Fel­low econ­o­mist Sub­has Ramkhelawan, founder and man­ag­ing di­rec­tor of Bourse Se­cu­ri­ties, agreed with Ho­sein to an ex­tent.

“There was a $5 bil­lion deficit in the orig­i­nal bud­get and on top of that there is an­oth­er $10 bil­lion be­cause of cur­rent mar­ket is­sues and so on in terms of the Gov­ern­ment grant and sup­port,” he said.

“It is not an over­all in­crease in the deficit, it is the in­crease in­clu­sive of the $5 bil­lion bud­get deficit that ex­ist­ed.”

He agreed the coun­try was cur­rent­ly in a chal­leng­ing sit­u­a­tion.

“But this is not unique to us across the board,” he said.

“When you start to look at what it means in terms of the deficit rel­a­tive to the GDP (Gross Do­mes­tic Prod­uct) and so on, when you start to look at some of the in­di­ca­tors an­a­lysts would look at, it is a sig­nif­i­cant deficit.

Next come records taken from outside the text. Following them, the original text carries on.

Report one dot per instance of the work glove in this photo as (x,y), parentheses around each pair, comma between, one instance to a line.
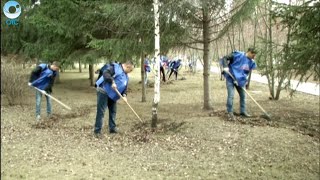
(113,85)
(48,90)
(235,83)
(226,69)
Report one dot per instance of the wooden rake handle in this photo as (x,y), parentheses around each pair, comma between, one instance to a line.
(128,105)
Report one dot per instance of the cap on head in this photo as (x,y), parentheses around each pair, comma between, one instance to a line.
(252,50)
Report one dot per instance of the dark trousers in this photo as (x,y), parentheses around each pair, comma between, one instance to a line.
(175,73)
(163,74)
(103,101)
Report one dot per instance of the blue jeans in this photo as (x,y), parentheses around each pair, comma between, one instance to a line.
(103,101)
(230,89)
(38,103)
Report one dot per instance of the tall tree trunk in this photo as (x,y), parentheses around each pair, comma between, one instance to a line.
(57,79)
(91,74)
(156,98)
(80,68)
(206,65)
(271,52)
(143,83)
(254,44)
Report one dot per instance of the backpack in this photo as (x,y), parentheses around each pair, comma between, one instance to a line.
(102,69)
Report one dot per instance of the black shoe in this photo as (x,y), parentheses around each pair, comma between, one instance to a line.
(244,114)
(231,116)
(98,135)
(114,131)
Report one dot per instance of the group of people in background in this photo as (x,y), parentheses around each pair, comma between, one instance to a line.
(113,81)
(172,66)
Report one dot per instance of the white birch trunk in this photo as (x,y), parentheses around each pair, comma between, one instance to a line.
(156,98)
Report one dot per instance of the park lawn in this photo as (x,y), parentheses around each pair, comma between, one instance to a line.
(189,143)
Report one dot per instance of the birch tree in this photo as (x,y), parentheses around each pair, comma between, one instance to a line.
(156,98)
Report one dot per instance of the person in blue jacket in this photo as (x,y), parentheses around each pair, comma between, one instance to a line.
(175,68)
(239,64)
(114,78)
(43,77)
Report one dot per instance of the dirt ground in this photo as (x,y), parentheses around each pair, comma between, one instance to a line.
(189,143)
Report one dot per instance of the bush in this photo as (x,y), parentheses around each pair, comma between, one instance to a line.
(14,81)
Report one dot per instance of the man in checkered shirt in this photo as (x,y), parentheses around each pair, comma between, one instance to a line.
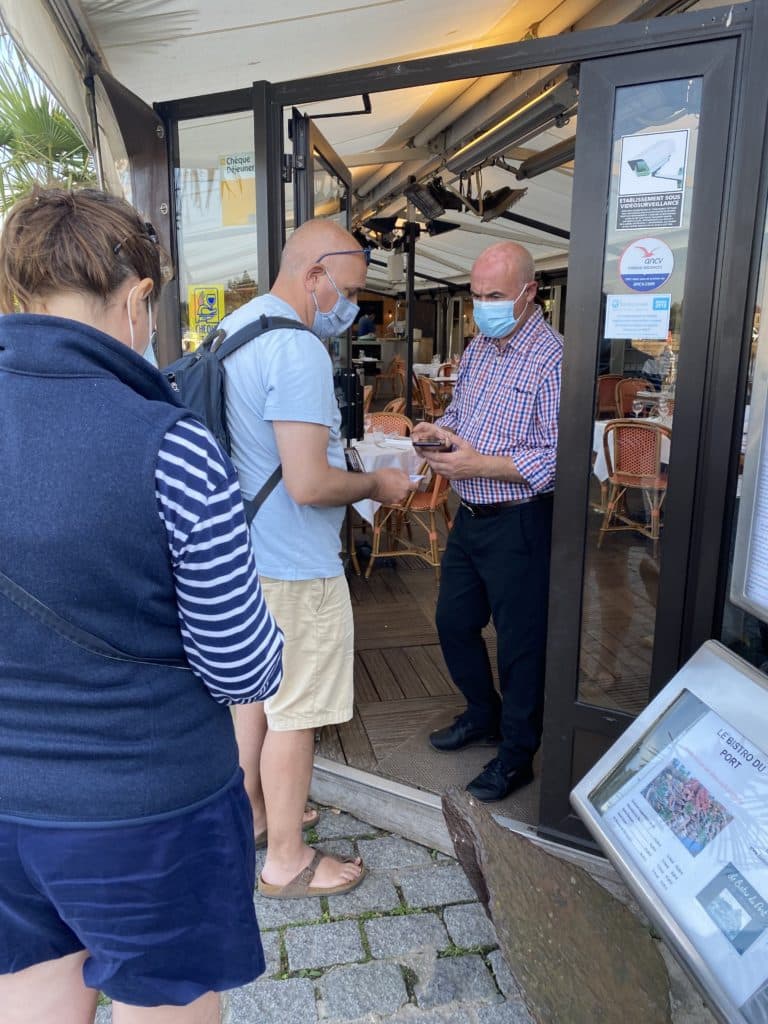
(502,430)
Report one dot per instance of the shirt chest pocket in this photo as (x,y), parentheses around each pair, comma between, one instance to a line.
(520,407)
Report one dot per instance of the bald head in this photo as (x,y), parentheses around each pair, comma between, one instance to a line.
(321,261)
(508,258)
(503,273)
(311,240)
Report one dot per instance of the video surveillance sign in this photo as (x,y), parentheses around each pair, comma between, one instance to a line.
(680,805)
(651,181)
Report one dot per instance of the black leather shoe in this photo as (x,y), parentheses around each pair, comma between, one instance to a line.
(497,780)
(463,733)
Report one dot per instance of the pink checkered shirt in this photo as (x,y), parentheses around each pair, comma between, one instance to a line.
(506,403)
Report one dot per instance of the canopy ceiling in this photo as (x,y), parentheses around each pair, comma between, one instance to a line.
(169,49)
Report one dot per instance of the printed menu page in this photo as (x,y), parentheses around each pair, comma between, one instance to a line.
(691,811)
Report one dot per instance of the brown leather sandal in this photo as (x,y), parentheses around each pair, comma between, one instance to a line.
(306,824)
(300,886)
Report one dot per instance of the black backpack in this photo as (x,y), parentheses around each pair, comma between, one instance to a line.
(198,379)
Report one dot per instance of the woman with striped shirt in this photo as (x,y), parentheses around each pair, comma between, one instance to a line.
(131,616)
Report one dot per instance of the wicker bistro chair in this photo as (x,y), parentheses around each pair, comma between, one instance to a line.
(626,390)
(394,375)
(391,423)
(445,391)
(432,407)
(633,456)
(420,510)
(395,406)
(605,396)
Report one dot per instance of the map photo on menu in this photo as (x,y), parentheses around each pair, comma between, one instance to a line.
(686,807)
(688,804)
(738,909)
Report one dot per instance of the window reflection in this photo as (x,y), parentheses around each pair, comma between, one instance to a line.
(740,631)
(216,202)
(655,128)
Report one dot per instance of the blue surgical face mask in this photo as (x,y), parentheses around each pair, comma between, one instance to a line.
(497,320)
(148,352)
(336,321)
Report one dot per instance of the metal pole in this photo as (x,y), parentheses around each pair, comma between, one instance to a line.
(411,230)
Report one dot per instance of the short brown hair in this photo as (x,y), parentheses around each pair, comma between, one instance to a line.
(56,240)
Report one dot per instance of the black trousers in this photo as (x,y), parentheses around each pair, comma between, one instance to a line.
(499,565)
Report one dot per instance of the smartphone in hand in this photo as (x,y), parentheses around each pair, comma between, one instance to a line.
(432,444)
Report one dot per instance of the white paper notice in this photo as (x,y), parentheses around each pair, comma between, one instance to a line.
(640,316)
(695,820)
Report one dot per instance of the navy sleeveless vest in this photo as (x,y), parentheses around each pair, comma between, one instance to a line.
(85,737)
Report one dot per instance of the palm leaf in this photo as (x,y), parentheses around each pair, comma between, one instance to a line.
(38,141)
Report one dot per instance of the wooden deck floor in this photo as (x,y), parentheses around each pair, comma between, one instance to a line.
(403,690)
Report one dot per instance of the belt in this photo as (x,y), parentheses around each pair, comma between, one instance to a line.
(494,508)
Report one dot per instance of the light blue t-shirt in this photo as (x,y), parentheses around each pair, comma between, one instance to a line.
(283,375)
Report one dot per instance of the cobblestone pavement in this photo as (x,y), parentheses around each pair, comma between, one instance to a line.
(411,945)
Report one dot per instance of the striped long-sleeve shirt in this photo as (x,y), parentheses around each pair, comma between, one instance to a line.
(229,637)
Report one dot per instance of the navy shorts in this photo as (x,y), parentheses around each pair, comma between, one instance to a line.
(164,907)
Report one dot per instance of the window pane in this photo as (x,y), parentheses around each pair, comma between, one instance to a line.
(216,200)
(655,128)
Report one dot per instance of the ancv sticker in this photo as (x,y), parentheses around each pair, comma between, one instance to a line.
(646,264)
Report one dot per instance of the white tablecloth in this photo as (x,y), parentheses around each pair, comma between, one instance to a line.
(384,457)
(599,467)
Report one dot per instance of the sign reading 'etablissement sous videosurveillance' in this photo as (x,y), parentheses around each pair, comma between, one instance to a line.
(651,181)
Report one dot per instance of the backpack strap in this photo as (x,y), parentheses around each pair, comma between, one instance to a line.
(223,346)
(265,489)
(81,638)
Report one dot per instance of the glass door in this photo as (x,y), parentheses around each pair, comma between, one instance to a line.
(322,187)
(322,184)
(648,202)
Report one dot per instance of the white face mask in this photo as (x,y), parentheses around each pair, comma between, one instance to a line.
(148,352)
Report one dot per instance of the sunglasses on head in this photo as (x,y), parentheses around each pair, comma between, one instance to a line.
(365,253)
(150,233)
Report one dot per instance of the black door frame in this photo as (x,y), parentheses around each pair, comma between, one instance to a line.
(568,720)
(734,270)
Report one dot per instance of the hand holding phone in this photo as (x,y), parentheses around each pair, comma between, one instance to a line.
(432,444)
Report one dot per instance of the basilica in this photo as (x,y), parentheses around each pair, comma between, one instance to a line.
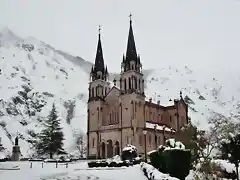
(120,115)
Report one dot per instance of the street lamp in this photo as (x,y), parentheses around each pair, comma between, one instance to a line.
(145,143)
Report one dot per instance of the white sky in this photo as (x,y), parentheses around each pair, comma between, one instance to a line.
(197,33)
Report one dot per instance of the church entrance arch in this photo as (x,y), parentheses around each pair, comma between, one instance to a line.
(103,150)
(109,148)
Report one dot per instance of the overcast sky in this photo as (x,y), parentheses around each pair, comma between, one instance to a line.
(189,32)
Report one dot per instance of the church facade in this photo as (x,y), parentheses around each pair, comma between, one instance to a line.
(118,116)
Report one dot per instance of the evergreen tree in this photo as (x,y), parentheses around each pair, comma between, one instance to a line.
(50,140)
(231,151)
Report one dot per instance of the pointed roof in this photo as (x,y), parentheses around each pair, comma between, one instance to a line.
(131,47)
(99,61)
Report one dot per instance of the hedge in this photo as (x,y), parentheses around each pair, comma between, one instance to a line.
(178,162)
(126,163)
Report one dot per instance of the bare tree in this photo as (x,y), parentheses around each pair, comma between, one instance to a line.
(220,127)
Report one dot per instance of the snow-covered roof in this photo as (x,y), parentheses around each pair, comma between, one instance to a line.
(130,148)
(159,126)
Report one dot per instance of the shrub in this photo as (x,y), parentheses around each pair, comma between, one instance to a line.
(158,160)
(129,152)
(137,160)
(178,162)
(92,164)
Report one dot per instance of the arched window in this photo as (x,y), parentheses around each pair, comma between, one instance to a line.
(135,81)
(92,92)
(140,140)
(93,142)
(139,84)
(110,122)
(105,91)
(150,140)
(125,84)
(129,83)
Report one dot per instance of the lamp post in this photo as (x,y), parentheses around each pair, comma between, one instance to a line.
(145,143)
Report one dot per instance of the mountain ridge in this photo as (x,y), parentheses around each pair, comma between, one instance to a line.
(34,75)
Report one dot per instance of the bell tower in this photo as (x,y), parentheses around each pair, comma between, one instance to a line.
(131,77)
(98,89)
(99,85)
(132,91)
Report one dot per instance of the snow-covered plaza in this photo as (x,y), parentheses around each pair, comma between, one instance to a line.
(74,171)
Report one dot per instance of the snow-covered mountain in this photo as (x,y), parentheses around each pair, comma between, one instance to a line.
(33,75)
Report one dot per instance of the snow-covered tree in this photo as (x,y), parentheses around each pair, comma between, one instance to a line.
(50,140)
(195,140)
(231,150)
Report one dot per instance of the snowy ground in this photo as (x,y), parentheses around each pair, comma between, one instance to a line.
(74,171)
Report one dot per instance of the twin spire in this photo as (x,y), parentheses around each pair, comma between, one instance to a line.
(99,71)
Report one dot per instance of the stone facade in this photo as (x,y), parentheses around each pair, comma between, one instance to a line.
(117,116)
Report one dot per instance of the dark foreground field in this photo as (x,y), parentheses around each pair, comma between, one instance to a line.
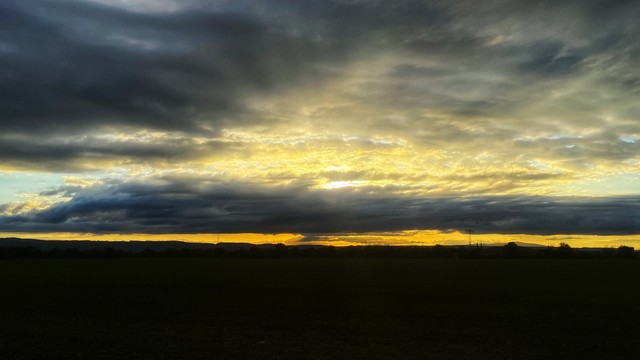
(319,309)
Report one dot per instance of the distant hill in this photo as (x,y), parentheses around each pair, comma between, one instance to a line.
(86,245)
(134,246)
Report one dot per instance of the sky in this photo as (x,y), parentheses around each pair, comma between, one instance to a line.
(335,122)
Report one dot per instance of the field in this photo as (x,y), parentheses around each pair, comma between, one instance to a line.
(172,308)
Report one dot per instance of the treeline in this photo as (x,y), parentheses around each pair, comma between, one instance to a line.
(508,251)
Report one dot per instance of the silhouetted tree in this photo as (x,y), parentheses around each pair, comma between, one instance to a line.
(626,252)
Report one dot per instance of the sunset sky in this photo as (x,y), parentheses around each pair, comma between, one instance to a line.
(334,122)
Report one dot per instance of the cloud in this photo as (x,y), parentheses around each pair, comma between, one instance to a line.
(180,206)
(419,114)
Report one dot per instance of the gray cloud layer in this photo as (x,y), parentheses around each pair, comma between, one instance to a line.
(181,206)
(555,82)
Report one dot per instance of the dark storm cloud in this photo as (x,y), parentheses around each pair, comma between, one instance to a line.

“The pro­jec­tions for GDP, look­ing ahead for T&T, the GDP would be in neg­a­tive ter­ri­to­ry by about four and a half per cent.”

How­ev­er, Ramkhelawan said it’s not all bad news.

“We are for­tu­nate to have a rea­son­ably sized HSF, so draw­ing up­on it to the ex­tent that has been re­port­ed would es­sen­tial­ly make up for the $5 bil­lion deficit,” he said.

“The ques­tion re­al­ly is what is go­ing to hap­pen with things like cred­it rat­ing and cred­it qual­i­ty and what is go­ing to hap­pen to the re­serves.”

Ramkhelawan said when there is a draw­down from the HSF on a US dol­lar bal­ance and when that mon­ey is used to pay TT dol­lar oblig­a­tions, the Forex re­serve would go up by $1.5 bil­lion.

“That now has to be coun­tered by a sig­nif­i­cant re­duc­tion in for­eign ex­change earn­ings be­cause of the price of our ma­jor ex­port, oil and gas,” he said.

How­ev­er, he said pre­dic­tions and fore­casts about the coun­try’s eco­nom­ic fu­ture would be bet­ter when there was more in­for­ma­tion.